Such an enduring legacy of God’s blessing is presented in Isaiah 65. In today’s verses we see mention of “a tree” and “the work of their hands.” Both point in the direction of sin and salvation and the mortal condition of the human heart and soul. Blessings come from the Tree of Life as God ordained it from the beginning. However, as we know from the failure of Adam and Eve to “choose wisely,” they were destined to work all the days of their lives from the soil out of which they had been created (Adam from the ground and Eve from the grounded Adam.) They would experience the pain of labor as well as the joy of the fruit of their labor. It was not a sentence which defined them by works righteousness (a false premise which Paul addressed in the early Church) but one which promoted works which they were able to do because God had saved them from a “fate worse than death.” What could be worse than death? In death, “ashes to ashes and dust to dust; no immortality of the soul anticipated.” In a fate worse than death, “the weeping and wailing and gnashing of teeth in eternal torment.” Yes, God saved Adam and Eve by the blood of the Lamb. It was an eternal testimony of God’s mercy and grace giving them what He desired (the right and privilege to live) instead of what they deserved (death and a fate worse than death which their tempter was already living out having been cast out of Heaven and all its blessings.) It would do us well to consider the depth of what is presented in Isaiah 65. There is more!

TODAY’S PRAYER IN RESPONSE TO GOD’S WORD:

Father, in these days we are finding the need to believe even more than ever before.
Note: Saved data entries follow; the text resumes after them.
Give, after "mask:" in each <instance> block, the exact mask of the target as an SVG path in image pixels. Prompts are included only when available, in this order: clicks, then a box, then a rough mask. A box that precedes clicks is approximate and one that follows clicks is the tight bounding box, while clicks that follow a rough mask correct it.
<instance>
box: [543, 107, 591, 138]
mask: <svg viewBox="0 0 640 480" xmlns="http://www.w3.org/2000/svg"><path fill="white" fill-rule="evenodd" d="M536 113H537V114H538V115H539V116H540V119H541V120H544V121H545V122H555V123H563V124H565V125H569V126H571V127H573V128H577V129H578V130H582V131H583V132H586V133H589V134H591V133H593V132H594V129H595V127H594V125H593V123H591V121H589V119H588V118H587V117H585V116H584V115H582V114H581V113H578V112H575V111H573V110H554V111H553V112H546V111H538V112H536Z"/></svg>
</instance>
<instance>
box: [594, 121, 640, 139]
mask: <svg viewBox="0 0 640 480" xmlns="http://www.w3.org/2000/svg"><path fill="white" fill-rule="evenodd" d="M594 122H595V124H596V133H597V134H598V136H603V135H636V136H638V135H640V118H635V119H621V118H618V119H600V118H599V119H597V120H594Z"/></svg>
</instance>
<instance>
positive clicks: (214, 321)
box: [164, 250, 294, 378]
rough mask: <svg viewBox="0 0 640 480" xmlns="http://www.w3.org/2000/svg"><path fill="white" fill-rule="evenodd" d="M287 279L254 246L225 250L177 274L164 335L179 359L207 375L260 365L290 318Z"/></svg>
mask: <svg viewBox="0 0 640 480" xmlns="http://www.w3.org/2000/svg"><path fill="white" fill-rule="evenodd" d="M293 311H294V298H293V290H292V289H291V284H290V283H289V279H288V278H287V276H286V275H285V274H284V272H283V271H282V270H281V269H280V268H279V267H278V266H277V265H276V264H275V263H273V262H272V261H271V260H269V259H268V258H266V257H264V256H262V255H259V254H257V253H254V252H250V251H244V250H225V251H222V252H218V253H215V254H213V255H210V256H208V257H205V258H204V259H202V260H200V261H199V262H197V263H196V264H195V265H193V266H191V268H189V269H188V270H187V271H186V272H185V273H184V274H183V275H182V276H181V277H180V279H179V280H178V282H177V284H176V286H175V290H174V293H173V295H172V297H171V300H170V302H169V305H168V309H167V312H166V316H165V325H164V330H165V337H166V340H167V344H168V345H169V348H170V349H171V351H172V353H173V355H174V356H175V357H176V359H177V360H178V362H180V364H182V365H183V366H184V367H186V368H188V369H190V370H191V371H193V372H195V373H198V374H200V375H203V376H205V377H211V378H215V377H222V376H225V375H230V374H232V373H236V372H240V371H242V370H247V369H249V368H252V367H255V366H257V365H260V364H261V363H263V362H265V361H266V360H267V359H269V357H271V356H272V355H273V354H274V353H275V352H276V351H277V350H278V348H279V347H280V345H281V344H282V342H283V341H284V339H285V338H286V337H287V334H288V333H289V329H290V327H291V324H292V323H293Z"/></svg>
We all have known trouble, some in greater ways than others, but You are offering us the assurance that we will not be consumed by it forever. Regardless of the “time” we are in and the “time” we have been given, we ask for Your Holy Spirit which Jesus asked You to share with us, to lead and guide and direct us in the paths we should go. Teach us what we still need to learn. Empower us to put that learning into action. Bless our actions not as a works righteousness which we know is folly but righteous works which declare Your glory and further witness the truth that can set all who believe free in Jesus’ name. AMEN.